Jepsen & TigerBeetle

Avoiding Safety Violations in Distributed Systems with Systems Engineering

Jul 07, 2025

Recently, Jepsen released a report on TigerBeetle, a database for financial transactions. In its report, Jepsen criticized a design decision regarding the interaction of the TigerBeetle Client with the TigerBeetle Cluster: Clients do not surface networking failures. Instead, clients will continuously retry a request until receiving a reply.

As the founder of Resonate HQ, the company behind Distributed Async Await, I spend most of my time working on distributed systems. So when Jepsen turned its attention to TigerBeetle, both champions of safe system design, I was especially interested in what the report would uncover.

The report highlights a philosophical divide in system design: Should a system expose more information, enabling more code paths but increasing the risk of safety violations? Or should a system expose less information, enabling less code paths but decrease the risk of safety violations?

In this post, I’ll discuss why exposing a definite failure may only offer the illusion of control while increasing risk—and why TigerBeetle’s failure handling strategy is the safe way to achieve safety.

TigerBeetle

TigerBeetle is a special-purpose, Online Transaction Processing (OLTP) database for financial transactions (double-entry accounting). Unlike general-purpose databases, TigerBeetle does not manage data in a user-defined schema, but handles accounts and transfers.

TigerBeetle is a distributed database that prioritizes safety: ensuring that nothing bad happens. TigerBeetle implements the Viewstamped Replication consensus protocol to guarantee strong serializability, even under adverse conditions such as process failures, network failures, and storage failures.

Jepsen

Jepsen is a framework for testing distributed systems. Jepsen generates concurrent operations, injects failures such as process crashes and network partitions, and verifies safety by comparing the system’s observed behavior to its expected behavior (black box testing).

Jepsen models each operation as a pair of events: an invocation and a completion.
Jepsen distinguishes three possible outcomes (Figure 1):

Definite success
The invocation is followed by a completion indicating success.
Definite failure
The invocation is followed by a completion indicating failure.
Indefinite failure
The invocation is not followed by a completion, introducing uncertainty whether the operation succeeded or failed.

Figure 1. Jepsen distinguishes three possible outcomes: Definite Success, Definite Failure, and Indefinite Failure

TigerBeetle & Jepsen

Jepsen built a test suite using the Jepsen testing library, which combines testing with failure injection. The Jepsen Client issues operations to the TigerBeetle client, which in turn forwards them across the network to the TigerBeetle Cluster and compares the observed response with the expected response to assess whether TigerBeetle adheres to its specification (Figure 2.).

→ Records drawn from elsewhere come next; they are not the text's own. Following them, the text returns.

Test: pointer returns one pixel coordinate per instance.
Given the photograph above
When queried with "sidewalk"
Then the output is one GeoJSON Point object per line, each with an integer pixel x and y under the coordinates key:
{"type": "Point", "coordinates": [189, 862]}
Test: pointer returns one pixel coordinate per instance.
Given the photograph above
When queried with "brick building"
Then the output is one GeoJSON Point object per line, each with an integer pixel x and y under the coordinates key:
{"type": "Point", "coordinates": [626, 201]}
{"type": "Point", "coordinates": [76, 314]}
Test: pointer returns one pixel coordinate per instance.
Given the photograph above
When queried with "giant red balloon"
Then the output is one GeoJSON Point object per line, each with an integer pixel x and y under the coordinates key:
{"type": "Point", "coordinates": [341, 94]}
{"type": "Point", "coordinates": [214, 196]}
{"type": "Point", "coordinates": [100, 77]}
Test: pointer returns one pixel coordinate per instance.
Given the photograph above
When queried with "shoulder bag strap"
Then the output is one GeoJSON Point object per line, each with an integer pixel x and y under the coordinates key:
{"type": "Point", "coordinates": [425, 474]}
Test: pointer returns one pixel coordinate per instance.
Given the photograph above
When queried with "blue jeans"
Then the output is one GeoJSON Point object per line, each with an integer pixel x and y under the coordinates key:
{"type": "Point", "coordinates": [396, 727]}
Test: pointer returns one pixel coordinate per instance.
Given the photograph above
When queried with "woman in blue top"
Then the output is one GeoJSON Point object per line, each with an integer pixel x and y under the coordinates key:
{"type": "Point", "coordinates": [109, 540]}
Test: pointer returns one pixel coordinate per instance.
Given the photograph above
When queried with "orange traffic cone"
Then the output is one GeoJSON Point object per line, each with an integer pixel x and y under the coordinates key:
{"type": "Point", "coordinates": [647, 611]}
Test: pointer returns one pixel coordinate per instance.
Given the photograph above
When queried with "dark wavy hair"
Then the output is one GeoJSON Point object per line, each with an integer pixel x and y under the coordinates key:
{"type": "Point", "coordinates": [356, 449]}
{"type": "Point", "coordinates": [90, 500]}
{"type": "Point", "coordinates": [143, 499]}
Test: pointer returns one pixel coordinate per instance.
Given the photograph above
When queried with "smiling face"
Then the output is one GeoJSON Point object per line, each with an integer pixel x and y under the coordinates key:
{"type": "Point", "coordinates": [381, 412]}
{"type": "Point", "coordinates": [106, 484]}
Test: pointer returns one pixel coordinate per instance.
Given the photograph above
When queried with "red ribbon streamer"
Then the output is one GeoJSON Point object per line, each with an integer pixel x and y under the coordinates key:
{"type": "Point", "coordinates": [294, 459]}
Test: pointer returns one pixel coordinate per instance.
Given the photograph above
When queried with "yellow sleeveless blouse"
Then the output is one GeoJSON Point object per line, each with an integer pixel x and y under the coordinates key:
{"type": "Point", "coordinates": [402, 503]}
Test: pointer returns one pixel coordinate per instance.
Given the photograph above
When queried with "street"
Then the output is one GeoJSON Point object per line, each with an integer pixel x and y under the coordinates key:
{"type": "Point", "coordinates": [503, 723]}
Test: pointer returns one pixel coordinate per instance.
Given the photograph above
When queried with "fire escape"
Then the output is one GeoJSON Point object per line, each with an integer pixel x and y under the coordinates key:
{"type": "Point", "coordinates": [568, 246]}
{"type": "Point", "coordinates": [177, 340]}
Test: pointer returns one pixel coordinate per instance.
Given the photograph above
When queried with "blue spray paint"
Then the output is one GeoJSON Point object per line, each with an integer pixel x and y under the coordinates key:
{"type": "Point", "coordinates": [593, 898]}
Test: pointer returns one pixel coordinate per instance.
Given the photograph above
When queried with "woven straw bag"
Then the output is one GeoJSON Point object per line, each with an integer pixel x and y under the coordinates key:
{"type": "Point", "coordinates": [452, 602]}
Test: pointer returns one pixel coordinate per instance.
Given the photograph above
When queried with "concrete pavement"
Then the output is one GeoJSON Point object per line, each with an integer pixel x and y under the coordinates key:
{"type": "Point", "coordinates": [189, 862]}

Figure 2. The Jepsen Client uses operations to the TigerBeetle Client, which in turn forwards them across the network to the TigerBeetle Cluster

Jepsen Report

Jepsen tested TigerBeetle 0.16.11 through 0.16.30 and TigerBeetle appeared to meet all of its safety guarantees. As of 0.16.45, TigerBeetle had addressed every issue the report uncovered, with the exception of indefinite retries.

The Jepsen report challenges a specific design decision in the TigerBeetle Client: the client does not time out and does not surface network failures to the application

Indeed, TigerBeetle’s documentation states:

Requests do not time out1. Clients will continuously retry requests until they receive a reply from the cluster. This is because in the case of a network partition, a lack of response from the cluster could either indicate that the request was dropped before it was processed or that the reply was dropped after the request was processed.

The Jepsen report criticizes the TigerBeetle Client's retry mechanism for converting definite failures into indefinite failures. For example, when an application issues a transfer request and the TigerBeetle client receives an ECONNREFUSED, the client knows that this request cannot possibly have been executed. Yet, since the client continues to retry and this information is not exposed to the application, the Jepsen report considers the application unnecessarily stalled (Figure 3).

Figure 3. In case of a failure, the Jepsen report considers the application unnecessarily stalled

The report suggests that TigerBeetle should return definite errors to the application:

Jepsen recommend[s] that TigerBeetle develop a first-class representation for definite and indefinite errors, and return those errors to callers when problems occur

On the surface, this seems like a reasonable suggestion. However, TigerBeetle argues that implementing this suggestion makes systems less safe.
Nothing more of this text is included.